Charged Rotating Kaluza-Klein Black Holes in Dilaton Gravity

TL;DR

This paper constructs a new class of slowly rotating charged Kaluza-Klein black hole solutions in five-dimensional Einstein-Maxwell-dilaton theory, analyzing how the dilaton field influences their physical properties and gyromagnetic ratio.

Contribution

It introduces a novel family of black hole solutions with arbitrary dilaton coupling, extending previous models and exploring the impact of the dilaton on black hole characteristics.

Findings

The dilaton field modifies the gyromagnetic ratio.

The gyromagnetic ratio decreases as the dilaton coupling increases.

Solutions reduce to known five-dimensional black holes when the squashing function is absent.

Abstract

We obtain a class of slowly rotating charged Kaluza-Klein black hole solutions of the five-dimensional Einstein-Maxwell-dilaton theory with arbitrary dilaton coupling constant.
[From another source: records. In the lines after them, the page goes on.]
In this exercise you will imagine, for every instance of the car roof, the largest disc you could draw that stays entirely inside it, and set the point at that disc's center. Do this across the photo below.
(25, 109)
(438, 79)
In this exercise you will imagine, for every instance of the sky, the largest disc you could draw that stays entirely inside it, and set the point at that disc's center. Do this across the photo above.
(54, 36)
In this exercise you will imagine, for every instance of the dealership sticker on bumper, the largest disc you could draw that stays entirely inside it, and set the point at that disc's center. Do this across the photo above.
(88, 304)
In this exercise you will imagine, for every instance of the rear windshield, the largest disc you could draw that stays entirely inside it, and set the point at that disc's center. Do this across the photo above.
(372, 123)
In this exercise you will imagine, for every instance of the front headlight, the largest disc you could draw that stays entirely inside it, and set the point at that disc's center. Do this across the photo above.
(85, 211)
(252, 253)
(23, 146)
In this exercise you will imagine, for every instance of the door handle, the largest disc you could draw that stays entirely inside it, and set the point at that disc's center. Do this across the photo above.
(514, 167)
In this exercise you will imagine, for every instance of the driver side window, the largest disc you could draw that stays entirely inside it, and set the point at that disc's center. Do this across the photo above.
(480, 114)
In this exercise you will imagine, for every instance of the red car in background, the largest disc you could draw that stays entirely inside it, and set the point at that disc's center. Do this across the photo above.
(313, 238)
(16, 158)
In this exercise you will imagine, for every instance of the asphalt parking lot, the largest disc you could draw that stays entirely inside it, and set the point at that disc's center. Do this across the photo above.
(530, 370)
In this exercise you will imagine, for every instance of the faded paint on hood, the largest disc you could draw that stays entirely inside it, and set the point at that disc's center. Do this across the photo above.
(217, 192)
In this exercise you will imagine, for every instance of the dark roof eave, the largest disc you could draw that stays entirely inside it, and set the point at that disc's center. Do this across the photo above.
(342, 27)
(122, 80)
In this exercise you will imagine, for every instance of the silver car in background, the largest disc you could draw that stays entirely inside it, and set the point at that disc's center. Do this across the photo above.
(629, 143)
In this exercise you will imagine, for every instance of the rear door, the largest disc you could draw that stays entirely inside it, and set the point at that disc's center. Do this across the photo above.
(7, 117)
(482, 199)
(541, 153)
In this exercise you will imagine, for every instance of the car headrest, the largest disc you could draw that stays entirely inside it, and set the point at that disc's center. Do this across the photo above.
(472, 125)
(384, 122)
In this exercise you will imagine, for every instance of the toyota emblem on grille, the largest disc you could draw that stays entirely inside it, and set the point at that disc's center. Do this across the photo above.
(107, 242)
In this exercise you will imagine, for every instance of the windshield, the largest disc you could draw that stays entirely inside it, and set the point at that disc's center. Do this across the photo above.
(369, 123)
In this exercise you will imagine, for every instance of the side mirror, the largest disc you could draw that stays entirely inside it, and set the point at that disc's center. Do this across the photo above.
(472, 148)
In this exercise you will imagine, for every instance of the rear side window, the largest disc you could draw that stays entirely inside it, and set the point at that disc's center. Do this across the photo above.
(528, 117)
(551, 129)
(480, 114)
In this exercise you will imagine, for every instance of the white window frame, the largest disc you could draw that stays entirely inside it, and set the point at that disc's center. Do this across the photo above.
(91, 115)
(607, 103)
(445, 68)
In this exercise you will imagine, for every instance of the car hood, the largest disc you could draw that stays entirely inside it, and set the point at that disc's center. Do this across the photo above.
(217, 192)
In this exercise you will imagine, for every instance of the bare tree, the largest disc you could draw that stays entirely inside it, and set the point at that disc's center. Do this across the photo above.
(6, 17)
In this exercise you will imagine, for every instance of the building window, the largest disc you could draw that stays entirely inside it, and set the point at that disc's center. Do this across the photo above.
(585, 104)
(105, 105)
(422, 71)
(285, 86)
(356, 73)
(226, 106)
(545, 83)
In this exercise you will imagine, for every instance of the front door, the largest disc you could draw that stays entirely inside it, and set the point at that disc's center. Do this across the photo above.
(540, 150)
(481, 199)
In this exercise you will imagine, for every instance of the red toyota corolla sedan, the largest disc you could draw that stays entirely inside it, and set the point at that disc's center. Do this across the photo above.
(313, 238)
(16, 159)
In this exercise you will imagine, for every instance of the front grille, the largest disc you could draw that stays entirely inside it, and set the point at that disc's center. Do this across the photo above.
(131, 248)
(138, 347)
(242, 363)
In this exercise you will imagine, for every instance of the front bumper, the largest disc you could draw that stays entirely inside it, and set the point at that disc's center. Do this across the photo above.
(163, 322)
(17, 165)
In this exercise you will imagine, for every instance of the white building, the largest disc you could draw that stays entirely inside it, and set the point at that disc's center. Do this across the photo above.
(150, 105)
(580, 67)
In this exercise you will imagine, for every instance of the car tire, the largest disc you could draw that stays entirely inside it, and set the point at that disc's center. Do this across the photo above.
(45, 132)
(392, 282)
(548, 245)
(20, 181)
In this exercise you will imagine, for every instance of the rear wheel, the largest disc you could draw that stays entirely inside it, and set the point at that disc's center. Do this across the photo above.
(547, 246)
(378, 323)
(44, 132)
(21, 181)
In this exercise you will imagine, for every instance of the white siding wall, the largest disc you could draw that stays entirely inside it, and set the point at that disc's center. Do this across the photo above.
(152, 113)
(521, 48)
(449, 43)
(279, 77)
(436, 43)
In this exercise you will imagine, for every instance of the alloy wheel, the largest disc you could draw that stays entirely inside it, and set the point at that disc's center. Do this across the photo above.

At infinity, the spacetime is effectively four-dimensional. In the absence of the squashing function, our solution reduces to the five-dimensional asymptotically flat slowly rotating charged dilaton black hole solution with two equal angular momenta. We calculate the mass, the angular momentum and the gyromagnetic ratio of these rotating Kaluza-Klein dilaton black holes. It is shown that the dilaton field and the non-trivial asymptotic structure of the solutions modify the gyromagnetic ratio of the black holes. We also find that the gyromagnetic ratio crucially depends on the dilaton coupling constant, \alpha, and decreases with increasing \alpha for any size of the compact extra dimension.